Cybele, yang duduk dengan tenang di atas kudanya, tetap memandang lurus ke depan, tak terganggu oleh perhatian orang-orang. Ekspresi wajahnya tegas dan tidak memperlihatkan sedikitpun emosi. Para ksatria yang mengiringi di sisi kereta juga tetap waspada, menjaga keamanan dalam formasi yang ketat.
Arez dan Elara, yang duduk di dalam kereta, bisa merasakan pandangan penduduk yang penuh rasa ingin tahu. Mereka berdua saling melirik, dengan Elara mencoba menenangkan Arez yang tampak sedikit canggung di tengah sorotan mata banyak orang.
"Dalam beberapa saat lagi, kita akan sampai di markas Ksatria Eirene," kata Elara, mencoba mengalihkan perhatian Arez dari kegugupannya. "Jangan khawatir, semuanya akan baik-baik saja."
Arez mengangguk pelan, mencoba menenangkan dirinya sendiri dengan kata-kata Elara. Di luar, kereta dan rombongan terus melaju dengan kecepatan tetap, menuju ke arah istana megah yang terlihat di kejauhan. Perlahan namun pasti, mereka mendekati pusat kekuasaan para Ksatria Eirene, di mana nasib Arez akan ditentukan.
Sesampainya di istana megah yang menjadi markas besar Ksatria Eirene, Arez dan Elara, yang tampak sedikit gugup, melangkah masuk didampingi oleh Cybele. Suasana di dalam istana terasa sangat berbeda—dinding-dindingnya dihiasi oleh lambang-lambang kebesaran, dengan lantai marmer yang berkilau di bawah kaki mereka. Keheningan yang penuh wibawa melingkupi setiap sudut, menunjukkan betapa pentingnya tempat ini dalam struktur kekuasaan di Zefia.
Mereka dibawa melewati beberapa koridor yang dipenuhi oleh penjaga dan prajurit, hingga akhirnya tiba di sebuah ruangan besar yang megah namun penuh dengan aura serius. Ruangan tersebut adalah tempat di mana pertemuan penting kerajaan biasa diadakan. Di tengah ruangan, di atas takhta yang menjulang tinggi, duduk Raja Athelstan, penguasa negara Trevia, dengan sikap agung dan tatapan tajam.

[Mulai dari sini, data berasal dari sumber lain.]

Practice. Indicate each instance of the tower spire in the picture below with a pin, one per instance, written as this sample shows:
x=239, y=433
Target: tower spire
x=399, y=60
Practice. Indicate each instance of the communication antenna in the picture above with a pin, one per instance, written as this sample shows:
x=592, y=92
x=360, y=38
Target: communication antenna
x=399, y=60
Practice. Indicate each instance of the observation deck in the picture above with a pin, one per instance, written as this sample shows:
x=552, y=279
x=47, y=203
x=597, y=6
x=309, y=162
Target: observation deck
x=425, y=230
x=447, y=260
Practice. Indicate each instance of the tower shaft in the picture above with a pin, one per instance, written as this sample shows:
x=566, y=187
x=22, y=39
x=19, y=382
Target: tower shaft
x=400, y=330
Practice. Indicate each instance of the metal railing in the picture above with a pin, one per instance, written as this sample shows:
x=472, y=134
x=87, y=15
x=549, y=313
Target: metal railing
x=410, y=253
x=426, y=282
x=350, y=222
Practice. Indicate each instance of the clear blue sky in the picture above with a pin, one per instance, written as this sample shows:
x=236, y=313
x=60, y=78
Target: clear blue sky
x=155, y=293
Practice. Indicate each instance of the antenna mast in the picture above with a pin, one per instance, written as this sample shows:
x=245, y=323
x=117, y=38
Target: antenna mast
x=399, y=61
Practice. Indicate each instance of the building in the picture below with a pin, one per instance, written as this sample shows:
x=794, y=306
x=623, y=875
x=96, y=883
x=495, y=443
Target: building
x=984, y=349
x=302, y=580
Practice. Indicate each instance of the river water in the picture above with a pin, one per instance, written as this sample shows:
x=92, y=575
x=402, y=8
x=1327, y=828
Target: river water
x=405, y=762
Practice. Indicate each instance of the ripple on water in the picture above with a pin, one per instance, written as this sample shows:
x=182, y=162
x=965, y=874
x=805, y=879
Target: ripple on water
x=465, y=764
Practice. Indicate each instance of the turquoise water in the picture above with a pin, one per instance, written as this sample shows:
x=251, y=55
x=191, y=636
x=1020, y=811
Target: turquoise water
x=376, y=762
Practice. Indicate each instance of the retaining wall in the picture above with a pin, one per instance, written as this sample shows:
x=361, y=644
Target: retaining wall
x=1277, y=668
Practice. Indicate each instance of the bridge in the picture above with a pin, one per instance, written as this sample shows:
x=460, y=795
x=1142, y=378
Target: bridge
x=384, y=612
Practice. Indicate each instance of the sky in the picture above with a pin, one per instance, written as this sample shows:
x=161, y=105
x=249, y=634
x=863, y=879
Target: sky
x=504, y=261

Di dekatnya, berdiri seorang pria tua yang memancarkan kebijaksanaan dari setiap kerutan di wajahnya. Dia adalah Graz, sang Hakim Agung yang terkenal bijak dan adil. Dengan janggut berwarna putih dan jubah panjang, Graz memancarkan aura seorang pemimpin yang sudah berpengalaman. Di sampingnya, terlihat Musashi, Pelatih Ksatria Refor, seorang samurai yang dihormati karena keahlian dan kebijaksanaannya. Wajahnya tegas dengan sorot mata yang tajam, menunjukkan seorang pejuang sejati.
...------------...
...Graz Hakim Agung...
...Musashi Pelatih...
...------------------------...
Cybele, pemimpin Ksatria Eirene, melangkah maju ke tengah ruangan, diikuti oleh Arez dan Elara. Setelah memberi hormat, Cybele dengan tegas memperkenalkan Arez kepada semua yang hadir.
"Saya membawa seorang pemuda yang memiliki kekuatan ganda, Yang Mulia," kata Cybele dengan nada yang tegas. "Kekuatan yang sangat jarang dan hampir mustahil dimiliki oleh seorang manusia—Cahaya dan Kegelapan. Saya yakin ini membutuhkan perhatian khusus dari kerajaan."
Raja Athelstan, yang duduk di atas takhtanya dengan penuh wibawa, menatap Arez dengan mata yang tajam dan penuh pertimbangan. Sementara itu, Graz mengelus janggutnya, tampak sedang merenung mendalam.
"Kekuatan yang jarang dan berbahaya," ujar Graz pelan, namun suaranya menggema di ruangan itu. "Ini bisa menjadi berkat sekaligus kutukan bagi negeri ini. Kita harus berhati-hati."
Musashi, yang berdiri dengan sikap tegak dan penuh perhatian, memandang Arez dengan sorot mata seorang pelatih yang mencoba menilai kemampuan seseorang. "Jika benar pemuda ini memiliki kekuatan seperti itu, kita harus memastikan dia mendapatkan pelatihan yang layak. Tanpa kendali, kekuatan sebesar itu bisa menghancurkan."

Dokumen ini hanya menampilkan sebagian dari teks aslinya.